What is the test?
Mediastinoscopy is a surgery that allows doctors to view the middle of the chest cavity and to do minor surgery through very small incisions. It allows surgeons or pulmonary doctors to remove lymph nodes from between the lungs and to test them for cancer or infection. It is also useful for examining the outside surface of the large tubes of the airways or for evaluating tumors or masses in the middle chest.
How do I prepare for the test?
Discuss the specific procedures planned during your mediastinoscopy ahead of time with your doctor. This procedure is done by either a surgeon or a trained pulmonary specialist. You will need to sign a consent form giving your surgeon permission to perform this test.
If you are taking insulin, discuss this with your doctor before the test. If you take aspirin, nonsteroidal anti-inflammatory drugs, vitamin E, or other medicines that affect blood clotting, talk with your doctor. It may be necessary to stop or adjust the dose of these medicines before your test. It is likely that you will be able to go home the same day as the surgery, but you will need to arrange for someone else to drive you home. This is because you will have received medicines that can leave you drowsy for some hours after the procedure.
You will be told not to eat anything for at least eight hours before the surgery. An empty stomach helps prevent the nausea that can be a side effect of anesthesia medicines.
Before the surgery (sometimes on the same day), you will meet with an anesthesiologist to go over your medical history (including medicines and allergies) and to discuss the anesthesia.
What happens when the test is performed?
Mediastinoscopy is done in an operating room. You wear a hospital gown and have an IV (intravenous) line placed in your arm so that you can receive medicines through it.
This procedure is almost always done with general anesthesia, which puts you to sleep so you are unconscious during the procedure. General anesthesia is administered by an anesthesiologist, who asks you to breathe a mixture of gases through a mask. After the anesthetic takes effect, a tube is put down your throat to help you breathe. One reason you need this tube is that your head is tilted far back during the procedure. The tube keeps your throat safely open even while your neck is bending backwards.
A very small incision (less than an inch long) is made above your breastbone (sternum). Carbon dioxide gas is allowed to flow into your chest through this opening, while your lungs are made to slightly deflate, giving your doctors a space within which to work. The tube, called a mediastinoscope, is then inserted through the opening. At the far end of the tube is a light and small camera, that projects a picture onto a television screen. Your doctor can see the work he or she is doing by watching the screen.
The doctor makes one or two other small incisions to allow additional instruments to reach into your chest. These incisions are usually made next to your sternum, between ribs. A wide variety of instruments are useful in mediastinoscopy. These include instruments that can clip away a lymph node and remove it through one of the small chest incisions. Other instruments can be used to stop bleeding blood vessels by using a small electrical current to seal them closed.

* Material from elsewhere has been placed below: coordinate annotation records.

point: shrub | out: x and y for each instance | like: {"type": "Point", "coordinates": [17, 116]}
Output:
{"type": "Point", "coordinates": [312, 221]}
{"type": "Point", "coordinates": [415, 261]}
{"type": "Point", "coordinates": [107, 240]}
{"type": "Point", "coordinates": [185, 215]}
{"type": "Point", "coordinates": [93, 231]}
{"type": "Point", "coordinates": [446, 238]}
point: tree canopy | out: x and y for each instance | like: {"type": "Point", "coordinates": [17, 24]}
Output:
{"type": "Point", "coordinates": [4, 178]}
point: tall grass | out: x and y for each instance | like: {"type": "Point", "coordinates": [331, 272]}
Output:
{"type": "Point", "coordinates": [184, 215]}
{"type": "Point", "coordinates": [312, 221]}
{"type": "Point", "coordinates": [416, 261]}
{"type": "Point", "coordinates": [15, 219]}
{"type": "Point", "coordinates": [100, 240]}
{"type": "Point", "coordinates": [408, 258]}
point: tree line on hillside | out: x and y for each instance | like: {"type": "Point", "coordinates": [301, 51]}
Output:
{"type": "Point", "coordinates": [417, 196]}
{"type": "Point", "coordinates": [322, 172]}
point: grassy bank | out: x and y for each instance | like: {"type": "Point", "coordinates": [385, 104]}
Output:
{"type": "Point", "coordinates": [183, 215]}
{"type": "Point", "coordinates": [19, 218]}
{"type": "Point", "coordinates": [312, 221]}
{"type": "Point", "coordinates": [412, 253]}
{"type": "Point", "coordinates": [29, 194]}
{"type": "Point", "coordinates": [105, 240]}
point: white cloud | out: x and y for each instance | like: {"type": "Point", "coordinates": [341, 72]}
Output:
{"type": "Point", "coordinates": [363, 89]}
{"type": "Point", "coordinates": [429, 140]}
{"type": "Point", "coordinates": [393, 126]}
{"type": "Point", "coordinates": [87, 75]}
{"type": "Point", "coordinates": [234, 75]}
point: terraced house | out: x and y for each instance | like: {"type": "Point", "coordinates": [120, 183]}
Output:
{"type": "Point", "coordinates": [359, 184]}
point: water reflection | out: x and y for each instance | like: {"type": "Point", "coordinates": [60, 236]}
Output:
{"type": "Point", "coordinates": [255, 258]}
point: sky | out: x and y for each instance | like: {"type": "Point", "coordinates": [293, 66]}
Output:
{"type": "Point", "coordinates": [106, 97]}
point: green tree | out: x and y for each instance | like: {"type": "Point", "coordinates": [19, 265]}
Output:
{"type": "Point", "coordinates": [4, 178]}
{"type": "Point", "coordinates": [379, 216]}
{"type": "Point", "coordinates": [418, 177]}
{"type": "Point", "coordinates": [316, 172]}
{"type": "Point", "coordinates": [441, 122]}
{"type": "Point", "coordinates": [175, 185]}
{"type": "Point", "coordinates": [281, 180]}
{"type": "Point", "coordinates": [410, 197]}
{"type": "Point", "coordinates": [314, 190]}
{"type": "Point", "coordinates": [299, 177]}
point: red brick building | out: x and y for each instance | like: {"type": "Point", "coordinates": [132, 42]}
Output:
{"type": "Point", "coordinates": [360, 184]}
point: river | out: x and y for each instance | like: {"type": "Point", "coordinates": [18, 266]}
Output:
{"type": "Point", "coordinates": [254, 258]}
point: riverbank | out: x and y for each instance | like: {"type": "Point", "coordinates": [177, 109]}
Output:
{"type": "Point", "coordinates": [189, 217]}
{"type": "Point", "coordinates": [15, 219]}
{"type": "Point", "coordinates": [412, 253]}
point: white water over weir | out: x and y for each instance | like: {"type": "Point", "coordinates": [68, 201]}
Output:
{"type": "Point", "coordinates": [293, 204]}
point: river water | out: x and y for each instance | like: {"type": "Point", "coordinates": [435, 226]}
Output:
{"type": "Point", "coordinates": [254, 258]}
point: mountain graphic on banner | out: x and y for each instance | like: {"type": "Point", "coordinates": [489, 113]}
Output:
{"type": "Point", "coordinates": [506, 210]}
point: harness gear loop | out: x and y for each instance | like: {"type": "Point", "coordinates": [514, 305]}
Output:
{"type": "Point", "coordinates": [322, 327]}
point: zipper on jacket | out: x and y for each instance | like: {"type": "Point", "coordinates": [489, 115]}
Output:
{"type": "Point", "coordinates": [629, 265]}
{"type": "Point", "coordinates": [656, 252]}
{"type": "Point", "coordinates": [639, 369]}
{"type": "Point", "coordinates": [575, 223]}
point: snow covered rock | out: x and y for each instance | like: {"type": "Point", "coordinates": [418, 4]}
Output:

At the end of your surgery, the instruments are removed, the lungs are reinflated, and the small incisions are stitched closed. The anesthesia is stopped so that you can wake up within a few minutes of your procedure, although you will remain drowsy for a while afterward.
What risks are there from the test?
You will have a small straight scar (less than an inch long) wherever the instruments were inserted. You may have some discomfort for a few days in the areas of the incisions. Sometimes work in the middle chest can temporarily injure a nerve, which can weaken your vocal cord muscles for a while and cause hoarseness. In rare cases, bleeding complications might require a transfusion or larger chest surgery. Air leaks from the lung can also occur and occasionally require additional treatment such as a drainage tube, called a chest tube, that is placed into the chest between your ribs and left there for a few days.
General anesthesia is safe for most patients, but it is estimated to result in major or minor complications in 3%-10% of people having surgery of all types. These complications are mostly heart and lung problems and infections.
Must I do anything special after the test is over?
You should notify your doctor if you experience fever, shortness of breath, shoulder pain, or chest pain. You should not drive or drink alcohol for the rest of the day.
How long is it before the result of the test is known?
Your doctor can tell you how the surgery went as soon as it is finished. If biopsy samples were taken, these often require several days to be examined.
Always consult your healthcare provider to ensure the information displayed on this page applies to your personal circumstances.